Ritchie grew up in South Pasadena and attended the Marengo Avenue School, South Pasadena High School, and graduated in 1928 from Occidental College in Northeast Los Angeles. After a brief stint in law school at USC, Ritchie turned his attention to printing, his true passion. He enrolled at Frank Wiggins Trade School (now Los Angeles Trade–Technical College). In 1930, Ritchie apprenticed in Paris with the renowned artist and printer François-Louis Schmied.

== Career ==

Returning to South Pasadena, Ritchie co-founded, along with fellow printer Grant Dahlstrom and bookseller Jacob "Jake" Zeitlin, the Rounce & Coffin Club. This club was created as a less formal alternative to the Zamorano Club, where other bibliophiles gathered in Los Angeles, and to which he was later welcomed in 1934. The following year, he established the Ward Ritchie Press, through which he published thousands of books, over 750 designed by himself; his output included works by poets Robinson Jeffers, Carl Sandburg, Archibald MacLeish, Carlyle MacIntyre, librarian Lawrence Clark Powell, novelist Alexandre Dumas, and many others.

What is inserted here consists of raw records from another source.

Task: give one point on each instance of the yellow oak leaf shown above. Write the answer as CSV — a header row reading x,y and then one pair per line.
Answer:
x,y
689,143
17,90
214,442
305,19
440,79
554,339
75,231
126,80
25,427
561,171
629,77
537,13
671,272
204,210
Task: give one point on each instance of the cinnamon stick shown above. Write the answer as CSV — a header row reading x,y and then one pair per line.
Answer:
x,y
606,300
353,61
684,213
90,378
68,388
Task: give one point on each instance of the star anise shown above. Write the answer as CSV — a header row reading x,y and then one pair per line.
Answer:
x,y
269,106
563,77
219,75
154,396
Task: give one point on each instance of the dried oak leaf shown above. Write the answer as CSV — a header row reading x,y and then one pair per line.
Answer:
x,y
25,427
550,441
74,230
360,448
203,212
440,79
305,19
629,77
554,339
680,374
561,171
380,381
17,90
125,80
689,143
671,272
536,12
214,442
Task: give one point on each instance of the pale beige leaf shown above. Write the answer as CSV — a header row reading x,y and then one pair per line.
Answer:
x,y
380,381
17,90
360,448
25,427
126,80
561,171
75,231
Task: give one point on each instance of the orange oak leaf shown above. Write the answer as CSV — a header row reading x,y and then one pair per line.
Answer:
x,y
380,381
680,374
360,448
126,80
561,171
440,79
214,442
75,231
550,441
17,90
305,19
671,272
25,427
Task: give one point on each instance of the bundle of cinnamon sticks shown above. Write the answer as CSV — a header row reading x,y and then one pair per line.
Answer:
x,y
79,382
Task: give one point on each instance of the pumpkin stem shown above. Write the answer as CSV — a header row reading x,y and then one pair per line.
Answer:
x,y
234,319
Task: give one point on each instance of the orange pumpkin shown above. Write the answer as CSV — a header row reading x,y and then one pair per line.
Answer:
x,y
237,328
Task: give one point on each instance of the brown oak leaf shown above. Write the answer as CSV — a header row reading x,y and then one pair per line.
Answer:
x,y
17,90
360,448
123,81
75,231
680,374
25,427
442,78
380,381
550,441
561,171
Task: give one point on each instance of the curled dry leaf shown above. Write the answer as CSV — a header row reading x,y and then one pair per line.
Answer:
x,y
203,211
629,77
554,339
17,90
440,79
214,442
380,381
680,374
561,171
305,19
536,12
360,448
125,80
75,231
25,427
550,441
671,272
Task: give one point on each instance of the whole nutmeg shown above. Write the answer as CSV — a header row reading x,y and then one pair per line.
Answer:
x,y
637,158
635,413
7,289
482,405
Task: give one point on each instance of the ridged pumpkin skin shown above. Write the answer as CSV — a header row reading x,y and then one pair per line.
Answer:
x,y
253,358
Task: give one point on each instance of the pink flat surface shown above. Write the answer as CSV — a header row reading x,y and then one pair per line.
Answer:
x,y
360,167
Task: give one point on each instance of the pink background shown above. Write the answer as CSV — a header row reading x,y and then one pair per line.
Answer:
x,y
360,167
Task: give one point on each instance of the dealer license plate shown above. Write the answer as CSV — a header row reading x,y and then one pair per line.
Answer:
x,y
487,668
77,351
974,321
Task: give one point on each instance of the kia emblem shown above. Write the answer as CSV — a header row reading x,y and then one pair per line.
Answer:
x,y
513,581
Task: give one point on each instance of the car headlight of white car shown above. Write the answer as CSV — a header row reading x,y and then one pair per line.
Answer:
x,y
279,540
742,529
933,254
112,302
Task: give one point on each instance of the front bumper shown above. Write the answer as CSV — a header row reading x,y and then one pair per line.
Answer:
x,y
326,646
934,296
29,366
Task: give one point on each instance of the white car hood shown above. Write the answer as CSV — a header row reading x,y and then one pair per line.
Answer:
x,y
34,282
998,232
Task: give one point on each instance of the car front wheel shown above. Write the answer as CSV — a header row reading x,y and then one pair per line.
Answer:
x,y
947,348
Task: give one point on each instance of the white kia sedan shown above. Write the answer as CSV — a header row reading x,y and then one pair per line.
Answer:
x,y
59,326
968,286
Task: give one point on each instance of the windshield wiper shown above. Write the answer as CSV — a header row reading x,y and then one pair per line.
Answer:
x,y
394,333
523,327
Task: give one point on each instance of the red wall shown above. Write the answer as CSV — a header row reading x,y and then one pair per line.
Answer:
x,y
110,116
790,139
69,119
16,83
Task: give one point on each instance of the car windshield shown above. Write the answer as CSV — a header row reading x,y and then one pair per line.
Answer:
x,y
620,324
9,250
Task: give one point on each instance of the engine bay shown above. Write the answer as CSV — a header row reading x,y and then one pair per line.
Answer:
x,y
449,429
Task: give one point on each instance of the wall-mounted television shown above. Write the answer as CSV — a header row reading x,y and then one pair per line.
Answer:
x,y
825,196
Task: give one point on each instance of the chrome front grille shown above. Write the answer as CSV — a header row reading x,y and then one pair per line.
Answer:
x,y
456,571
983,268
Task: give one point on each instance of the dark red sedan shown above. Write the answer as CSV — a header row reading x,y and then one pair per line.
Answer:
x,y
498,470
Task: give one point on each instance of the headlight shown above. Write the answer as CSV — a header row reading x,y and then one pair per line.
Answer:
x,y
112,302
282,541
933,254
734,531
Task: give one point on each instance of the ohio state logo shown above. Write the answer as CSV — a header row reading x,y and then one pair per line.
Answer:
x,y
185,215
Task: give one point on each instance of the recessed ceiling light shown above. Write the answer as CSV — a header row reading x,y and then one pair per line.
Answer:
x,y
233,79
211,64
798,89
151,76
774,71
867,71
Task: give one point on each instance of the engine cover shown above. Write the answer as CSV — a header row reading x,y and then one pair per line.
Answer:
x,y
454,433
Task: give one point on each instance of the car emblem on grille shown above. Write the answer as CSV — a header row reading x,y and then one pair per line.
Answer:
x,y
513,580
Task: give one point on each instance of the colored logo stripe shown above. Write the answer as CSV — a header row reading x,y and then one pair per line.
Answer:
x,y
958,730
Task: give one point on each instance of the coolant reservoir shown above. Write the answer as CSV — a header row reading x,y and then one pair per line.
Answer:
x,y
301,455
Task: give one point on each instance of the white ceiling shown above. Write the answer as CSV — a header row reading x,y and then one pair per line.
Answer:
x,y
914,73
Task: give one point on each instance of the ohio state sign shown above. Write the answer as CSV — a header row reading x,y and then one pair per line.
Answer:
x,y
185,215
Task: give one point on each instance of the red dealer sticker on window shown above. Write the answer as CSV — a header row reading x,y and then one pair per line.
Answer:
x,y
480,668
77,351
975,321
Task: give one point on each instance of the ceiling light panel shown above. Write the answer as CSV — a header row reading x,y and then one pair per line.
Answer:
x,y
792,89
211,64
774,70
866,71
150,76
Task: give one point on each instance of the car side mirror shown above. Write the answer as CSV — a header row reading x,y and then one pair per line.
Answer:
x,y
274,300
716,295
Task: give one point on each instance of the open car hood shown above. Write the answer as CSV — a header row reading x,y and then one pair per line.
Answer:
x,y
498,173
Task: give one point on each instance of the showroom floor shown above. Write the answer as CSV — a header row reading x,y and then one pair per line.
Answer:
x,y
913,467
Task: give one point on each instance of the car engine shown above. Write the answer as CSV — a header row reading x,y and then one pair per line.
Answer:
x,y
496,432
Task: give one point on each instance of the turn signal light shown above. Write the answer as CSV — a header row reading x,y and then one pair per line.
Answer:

In 1987 he gave the Englehard Lecture on Fine Printing: The Los Angeles Tradition at the Center for the Book at the Library of Congress.

He was a member of the Book Club of California.

== Personal life and death ==

In 1983, Ritchie became romantically involved with film actress Gloria Stuart, who was inspired by him to design her own hand-printed books under the imprint Imprenta Glorias. Ritchie maintained a close relationship with Stuart until his death.

Ritchie died of pancreatic cancer in Laguna Beach, California on January 24, 1996.